As far as job losses go, it may be that with the passage of the bill, more jobs would be lost in the current energy sector (particularly in coal-fired plants) than would be gained in areas such as wind and solar power. The job losses now are tough to deal with, but potentially adding to it with this bill would make things worse. But again, no one really knows what's going to happen here, just like we don't know how long or how severe the recession will be.
Wasn't Ford Prefect from that part of the Galaxy?
Just making up scenarios that MIGHT happen is not having a real debate its discussing fantasies.
At least I was attempting to offer a plausible explanation to her very valid question.
If the potential (and unlikely) composite job losses aren't a concern with regard to this recession, since the recession will be over before then, they can't be trying to turn 'legit'.
This bill doesn't kick in until 2012. It's another right wing talking point from a guy who implied he wasn't a rightwinger (yeah, but we can't trust a thing you say, and never will again) to say that we need to be concerned about job losses because of where the economy is right now. Are you aware of what year it is? 2009. How far away is 2012? 2 1/2 years. So you think that we'll still be in a recession 30 months from now? Really?
Of course you don't, but you hope that the readers of this don't realize that the changes aren't immediate.
Just like the Republicans in Congress putting forth this same debunked argument about job losses hope that their listeners don't know that they're being disingenuous. Just like they hope that the voters don't remember that Obama never promised that all would be rosy and solved within 5 months of passing a stimulus bill. Back in January, the Republicans were trumpeting that much of the stimulus bill's money wouldn't get spent until 2010 and 2011, but now they're out there complaining that the economy's ills haven't been fixed yet. Somehow they knew 6 months ago that the economy wouldn't be fixed this soon, and now they've forgotten it?
It's your similar behavior that has you pegged as a rightwinger, HM. You're too stupid by half and yet you're smart enough to try to mislead your listeners just like the Republicans in Congress.
Agreed. It's how we tackle it that's causing all the ruckus.
The government has every right to intercede when industry won't police itself (and why would it?). There is no economic disincentive for corporations to pollute, so they will do so anytime it helps their bottom line.
Governments have procedures for allowing corporations to build things. It seems that governments at the federal and state level are just as concerned about revenues as the corporations, hence tax incentives and the like for building in a particular state. States and localities are competing for money in their own way so they are partly to blame.
It's the government's job to make them feel it in the bottom line when they disregard the health and well-being of the communities whose teet they are suckling.
It's the government's job to see to it that the public isn't put at risk because corporations and government are out to make money.
And funnily enough, that's what this posting by Media Matters is all about.
It's not a debate over how we tackle it that's causing the ruckus.
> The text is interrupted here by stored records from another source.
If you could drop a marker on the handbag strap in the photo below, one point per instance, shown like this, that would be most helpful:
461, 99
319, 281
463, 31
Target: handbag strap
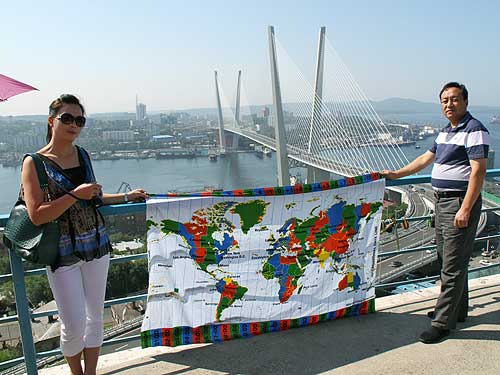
40, 170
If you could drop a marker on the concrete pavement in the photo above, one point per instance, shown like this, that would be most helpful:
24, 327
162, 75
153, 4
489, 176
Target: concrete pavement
381, 343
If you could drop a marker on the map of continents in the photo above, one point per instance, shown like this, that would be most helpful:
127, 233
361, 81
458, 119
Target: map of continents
209, 237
We're fine with a debate on how to tackle it. But it should be a fair debate with unbiased sources to give us the facts we need to make decisions.
Agreed. But the House Democrats were not concerned with a fair debate in order to get the Waxman-Markey legislation passed Friday. It is another example of politics as usual and both sides play it way too much.
The debate is not over how to tackle this issue. You said it was.
The House Democrats were concerned with a fair debate. The problem is that the Republicans are not willing to have fair debates. There is no equivalency between the Democrats and the Republicans in terms of their willingness to cooperate with the majority when they are the minority and to work in a bipartisan manner when necessary. The two parties are worlds apart in reference to that, and the Dems look like angels and the Republicans look like devils by any fair examinations.
We've seen this in the last 4 years in Congress. As an example, Obama proposed a stimulus bill with almost half going towards tax cuts, despite the fact that tax cuts are not nearly as stimulative as other government spending is. But because the Republicans demanded that, he gave it to them. He didn't start out with a bill that had only government spending, then compromise. He started out being bipartisan with this. They still didn't vote for it. He tried, they didn't.
The relevant issue here in this posting by Media Matters is that the Republicans weren't willing to have a fair debate on this issue because they were misusing data to promote an unsubstainable and false cost projection. The majority gets to craft and pass the legislation they want to. That's the consequence of elections, after all. But there's plenty of evidence that if the Republicans would participate in a fair debate, the Dems would let them do so. It's the Republicans, and your false equivalency won't fly around here.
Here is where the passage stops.